Quem circula a pé pelo Centro da cidade deve conservar pelo menos três manias de curitibanos da gema: pisar o "solo sagrado" do Calçadão da XV (sob pena de sentir remorso), ficar esperto para não ser seguido pelo Sombra e cortar caminho por alguma das 24 galerias da região. Também é via de regra embaralhar-se com os nomes dessas ruas dentro de prédios e cercadas de lojas por todos os lados. Sete entre dez cidadãos tendem a confundir Lustosa com Tijucas, Suíssa (assim mesmo) com Minerva, Tobias de Macedo com Pinheiro Lima, Asa com Tijucas. Faça o teste. Caso a curiosidade não chegue a tanto, pode-se adotar a tese do arquiteto Rafael Dely, ex-presidente do Ippuc e um entusiasta desse formato de circulação urbana. "Toda cidade procura uma identidade. A de Curitiba está nas galerias."
Dely pode estar exagerando, mas é para enxergar melhor. Há exatos 50 anos as galerias desafiam todos os modismos inclusive seu maior concorrente, do qual são parentes próximos, os shoppings, apontados pelos comerciantes como verdadeiros vilões de folhetim. Os números são dignos de final de campeonato. No boca a boca, a estimativa é de entre 4 mil e 10 mil passantes por dia, isso em pelo menos metade das galerias. Só na Suíssa circulam 15 mil pessoas das 8 da manhã às 8 da noite, hora em que os portões se fecham e 36 lojistas encerram o caixa do dia. É pouco se comparado ao formigueiro humano do Müller ou do Curitiba que recebem 30 mil clientes cada, por jornada. Mas uma boa pedida se comparados os metros quadrados de um e outro. As galerias raramente ultrapassam 200 metros de comprimento por "oito passos" de largura, abrigando 30 lojas, quando muito. O Shopping Crystal, por exemplo, tem 44 mil metros quadrados e 250 lojas.
Os projetos de revitalização do Centro, impulsionados há cinco anos pela Associação Comercial do Paraná e há dois anos batizados como Centro Vivo, ainda não se debruçaram sobre as galerias. É quase uma regra: nem os condomínios, nem prefeitura, nem ACP dispõem de dados para confirmar que alguma coisa acontece da Galeria San Pietro, na Comendador Araújo, até o ponto em que a Galeria Andrade acaba, na Presidente Faria. O empresário Jonel Chede, coordenador do programa, contudo, as considera incluídas na dor e na delícia da região. Ele parte do cálculo de que 140 mil pessoas/dia circulam na XV, um público que chega ou sai dali também pelas galerias Lustosa, Minerva ou Tijucas, por exemplo. Este ano, os cupons de Natal para compras acima de R$ 30, com direito a sorteio de um carro renderam 560 mil inscritos. Um primor. A estratégia é traficada dos shoppings, mas reflete a massa de compradores de rua (e de galerias, supõe-se)
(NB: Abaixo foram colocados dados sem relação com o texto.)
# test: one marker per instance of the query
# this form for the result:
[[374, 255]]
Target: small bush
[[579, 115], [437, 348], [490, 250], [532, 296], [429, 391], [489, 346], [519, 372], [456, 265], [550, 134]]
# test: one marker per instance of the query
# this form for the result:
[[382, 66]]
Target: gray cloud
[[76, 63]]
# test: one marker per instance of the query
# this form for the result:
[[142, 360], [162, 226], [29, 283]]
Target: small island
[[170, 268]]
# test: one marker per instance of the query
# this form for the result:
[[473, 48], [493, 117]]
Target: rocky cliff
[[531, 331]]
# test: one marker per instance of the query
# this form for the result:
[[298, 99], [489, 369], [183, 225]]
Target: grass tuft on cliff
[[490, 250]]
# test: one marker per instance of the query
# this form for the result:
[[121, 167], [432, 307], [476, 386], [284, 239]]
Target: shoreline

Um tour por esses minicentros protegidos do sol e da chuva, evidentemente, não é um pacote turístico pela Dinamarca. As galerias no entorno da Tiradentes há muito perderam a aura de elegância dos primeiros tempos, quando freqüentar o local só não era mais chique do que passear no Jockey Club. Marcos históricos, como o número 420 da XV, onde ficava a Schaffer, ficaram na saudade. Hoje, ali tem tatoo, muay thai (boxe tailandês) e roupas direto das fábricas. E a Galeria do Comércio, na Praça Osório, tem metade das lojas desocupadas embora tenda a se firmar como espaço alternativo (o que não combina com dourados e fumês, fazendo do ar "fim de festa" do local um ponto a favor).
Quem deixar de lado a tara neoliberal por resultados, contudo, há de encontrar nas galerias motivos de admiração. Melhor, vai se juntar a uma pequena legião de defensores desse modelo de comércio, convivência e arquitetura. Salvador Gnoato, arquiteto que virou sinônimo de defesa do patrimônio modernista em Curitiba, vê nas galerias um espaço da delicadeza urbana. Segundo ele, o modelo só não permaneceu em alta porque depois da construção de Brasília as cidades passaram a valorizar mais a funcionalidade do que o aconchego.
O arquiteto, Clóvis Ultramari, não por acaso um freguês das galerias do Centro, elabora teoremas e não poupa saliva para defendê-las como paisagens urbanas de primeira grandeza. Conectividade, dinamicidade, interatividade, otimização são algumas das palavras que utiliza para proclamar que as galerias são boas à beça pelo simples motivo que mantêm o pulso da cidade. É um aparelho circulatório. "A elas se chega a pé. E a pé se vai a lugares que não se iria. O shopping não tem esse poder. Galerias ajudam a manter viva a diversidade." Viva a diversidade.